Nos dirigimos unos cuantos metros calle abajo, sacó el mando a distancia y abrió con él un Jaguar Serie E, azul metálico opalescente, que estaba aparcado en la acera.
—¿Te gusta tu coche? —pregunté.
—Desde luego —admitió.
—Entonces mejor cogemos el mío —contesté.
Nos acomodamos en mi Bronco mientras sus ojos reparaban en los cables que salían del hueco donde antes estaba la radio.

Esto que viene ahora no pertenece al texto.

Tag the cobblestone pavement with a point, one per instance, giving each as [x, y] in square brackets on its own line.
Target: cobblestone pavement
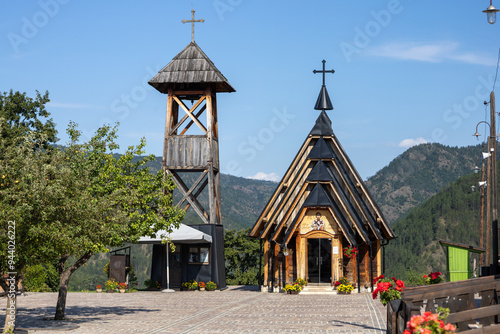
[235, 310]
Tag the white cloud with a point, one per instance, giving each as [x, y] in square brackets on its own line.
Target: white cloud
[430, 52]
[266, 177]
[407, 143]
[70, 105]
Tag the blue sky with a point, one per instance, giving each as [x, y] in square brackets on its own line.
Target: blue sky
[406, 71]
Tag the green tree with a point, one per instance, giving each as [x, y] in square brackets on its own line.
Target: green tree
[242, 258]
[81, 200]
[20, 114]
[24, 124]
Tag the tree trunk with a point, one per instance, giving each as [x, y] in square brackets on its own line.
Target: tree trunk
[64, 276]
[11, 310]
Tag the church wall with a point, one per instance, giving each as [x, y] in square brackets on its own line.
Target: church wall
[287, 269]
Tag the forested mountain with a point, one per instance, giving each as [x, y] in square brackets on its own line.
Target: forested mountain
[451, 215]
[419, 173]
[242, 199]
[409, 180]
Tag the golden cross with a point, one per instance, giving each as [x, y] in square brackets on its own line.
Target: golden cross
[192, 24]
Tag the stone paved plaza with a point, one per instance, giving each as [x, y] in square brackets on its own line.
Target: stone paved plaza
[235, 310]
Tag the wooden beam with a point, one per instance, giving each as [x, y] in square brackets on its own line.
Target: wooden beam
[183, 189]
[191, 121]
[188, 111]
[211, 186]
[193, 108]
[193, 187]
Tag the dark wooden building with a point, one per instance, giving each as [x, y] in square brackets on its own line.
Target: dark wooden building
[321, 206]
[191, 152]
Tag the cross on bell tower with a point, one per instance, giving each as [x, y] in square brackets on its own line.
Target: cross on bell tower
[193, 21]
[323, 102]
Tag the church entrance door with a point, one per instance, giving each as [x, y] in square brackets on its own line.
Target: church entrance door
[319, 261]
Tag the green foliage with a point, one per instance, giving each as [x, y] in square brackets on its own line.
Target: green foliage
[21, 115]
[418, 174]
[242, 258]
[41, 278]
[34, 278]
[451, 215]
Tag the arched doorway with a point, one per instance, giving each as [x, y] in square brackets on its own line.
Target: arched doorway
[319, 260]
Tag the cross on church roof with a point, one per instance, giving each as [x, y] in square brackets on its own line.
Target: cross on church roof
[318, 71]
[323, 102]
[192, 26]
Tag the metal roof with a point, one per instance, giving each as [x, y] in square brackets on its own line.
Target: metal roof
[191, 69]
[323, 126]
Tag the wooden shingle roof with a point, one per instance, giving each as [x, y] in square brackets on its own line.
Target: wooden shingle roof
[190, 70]
[322, 176]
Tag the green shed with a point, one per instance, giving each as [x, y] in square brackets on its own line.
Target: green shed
[458, 264]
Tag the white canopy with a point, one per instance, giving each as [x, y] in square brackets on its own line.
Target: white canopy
[183, 235]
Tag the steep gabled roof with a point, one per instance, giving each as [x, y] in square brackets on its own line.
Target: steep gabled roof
[190, 68]
[322, 176]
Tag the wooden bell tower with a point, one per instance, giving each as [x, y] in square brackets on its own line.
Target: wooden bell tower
[191, 142]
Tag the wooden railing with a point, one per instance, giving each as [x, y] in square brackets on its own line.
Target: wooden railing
[474, 306]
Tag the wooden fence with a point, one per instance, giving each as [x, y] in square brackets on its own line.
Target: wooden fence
[473, 305]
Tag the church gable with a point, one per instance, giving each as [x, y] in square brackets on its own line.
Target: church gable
[321, 204]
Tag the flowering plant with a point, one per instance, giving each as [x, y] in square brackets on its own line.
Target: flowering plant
[111, 284]
[211, 286]
[433, 278]
[150, 284]
[430, 323]
[350, 252]
[389, 289]
[300, 281]
[292, 287]
[341, 280]
[190, 285]
[345, 288]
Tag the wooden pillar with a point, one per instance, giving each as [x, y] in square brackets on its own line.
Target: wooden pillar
[379, 259]
[211, 190]
[266, 262]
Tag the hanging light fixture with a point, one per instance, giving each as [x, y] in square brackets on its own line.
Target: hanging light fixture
[491, 13]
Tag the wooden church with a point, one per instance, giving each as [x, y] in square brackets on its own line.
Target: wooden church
[321, 207]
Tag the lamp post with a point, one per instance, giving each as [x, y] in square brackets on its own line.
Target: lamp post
[482, 184]
[491, 13]
[492, 199]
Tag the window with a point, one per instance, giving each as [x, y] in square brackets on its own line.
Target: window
[198, 255]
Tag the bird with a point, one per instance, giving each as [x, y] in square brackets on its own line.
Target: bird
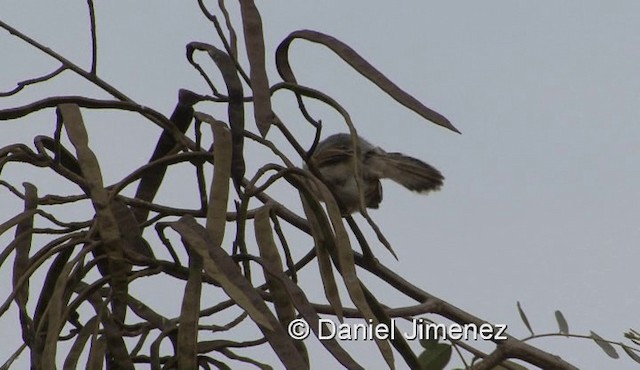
[333, 157]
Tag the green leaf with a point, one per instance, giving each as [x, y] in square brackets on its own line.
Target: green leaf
[511, 366]
[606, 346]
[524, 318]
[634, 356]
[562, 323]
[435, 358]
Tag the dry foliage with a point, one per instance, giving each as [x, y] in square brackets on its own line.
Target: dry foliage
[88, 265]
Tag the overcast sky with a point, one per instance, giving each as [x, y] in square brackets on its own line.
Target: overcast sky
[540, 203]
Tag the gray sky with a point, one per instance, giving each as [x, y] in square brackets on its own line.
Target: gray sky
[540, 203]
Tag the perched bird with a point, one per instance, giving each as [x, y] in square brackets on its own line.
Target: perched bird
[333, 158]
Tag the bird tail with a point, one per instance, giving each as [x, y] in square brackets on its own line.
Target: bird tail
[409, 172]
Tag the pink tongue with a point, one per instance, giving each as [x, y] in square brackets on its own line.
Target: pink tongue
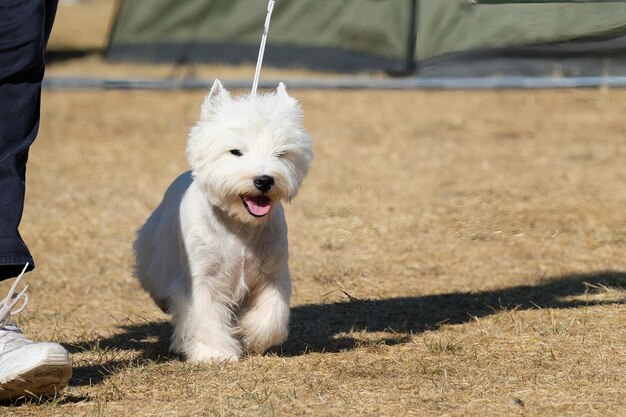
[259, 206]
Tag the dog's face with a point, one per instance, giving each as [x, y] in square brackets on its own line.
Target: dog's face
[248, 153]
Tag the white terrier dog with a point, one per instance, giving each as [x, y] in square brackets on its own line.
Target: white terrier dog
[214, 253]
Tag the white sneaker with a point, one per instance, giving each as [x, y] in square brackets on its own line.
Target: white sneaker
[28, 368]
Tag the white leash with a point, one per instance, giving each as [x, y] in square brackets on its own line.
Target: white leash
[259, 62]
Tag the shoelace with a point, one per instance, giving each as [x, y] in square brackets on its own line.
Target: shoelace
[10, 301]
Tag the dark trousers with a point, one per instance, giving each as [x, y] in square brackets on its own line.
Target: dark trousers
[25, 26]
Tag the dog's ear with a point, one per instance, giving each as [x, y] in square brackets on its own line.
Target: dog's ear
[281, 90]
[213, 101]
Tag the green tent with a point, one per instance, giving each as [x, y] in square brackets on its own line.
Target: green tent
[436, 37]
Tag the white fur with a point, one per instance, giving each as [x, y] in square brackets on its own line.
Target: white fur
[218, 270]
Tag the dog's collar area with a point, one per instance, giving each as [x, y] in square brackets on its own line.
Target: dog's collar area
[257, 206]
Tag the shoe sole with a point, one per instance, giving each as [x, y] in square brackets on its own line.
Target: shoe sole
[40, 369]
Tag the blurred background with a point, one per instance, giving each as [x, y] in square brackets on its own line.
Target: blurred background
[389, 43]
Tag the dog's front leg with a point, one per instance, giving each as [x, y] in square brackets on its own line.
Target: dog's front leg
[265, 320]
[202, 322]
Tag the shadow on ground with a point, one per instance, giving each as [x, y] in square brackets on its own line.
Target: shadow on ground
[326, 327]
[57, 56]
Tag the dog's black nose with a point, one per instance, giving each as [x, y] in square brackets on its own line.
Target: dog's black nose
[263, 183]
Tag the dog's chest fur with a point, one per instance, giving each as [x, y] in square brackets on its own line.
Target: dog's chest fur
[235, 257]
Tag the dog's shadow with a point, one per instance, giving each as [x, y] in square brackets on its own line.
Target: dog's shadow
[327, 327]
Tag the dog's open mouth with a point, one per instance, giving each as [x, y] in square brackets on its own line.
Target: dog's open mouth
[257, 206]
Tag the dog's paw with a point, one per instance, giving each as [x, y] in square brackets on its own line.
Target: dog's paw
[204, 353]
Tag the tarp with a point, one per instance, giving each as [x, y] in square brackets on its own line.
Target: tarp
[363, 35]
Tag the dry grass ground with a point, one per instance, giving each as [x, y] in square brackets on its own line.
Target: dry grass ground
[453, 253]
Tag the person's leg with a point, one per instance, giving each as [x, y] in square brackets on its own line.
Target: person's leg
[26, 368]
[25, 26]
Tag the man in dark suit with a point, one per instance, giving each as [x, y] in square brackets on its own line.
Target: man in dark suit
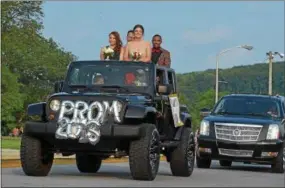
[159, 55]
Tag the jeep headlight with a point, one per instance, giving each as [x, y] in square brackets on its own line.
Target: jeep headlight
[273, 132]
[119, 106]
[205, 128]
[54, 105]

—Deja el Jaguar en Newport —le dije—. Agénciate un Chevrolet usado o un Ford para conducir hasta el periódico. Y si tienes que aparcarlo otra vez en Providence, mételo en un parking, ponle un candado, quítale las ruedas y llévatelas contigo.
—Entendido, señor Mulligan.
—Y deja de llamarme «señor».
—No sé cómo se llama, sólo su firma: L. S. A. Mulligan.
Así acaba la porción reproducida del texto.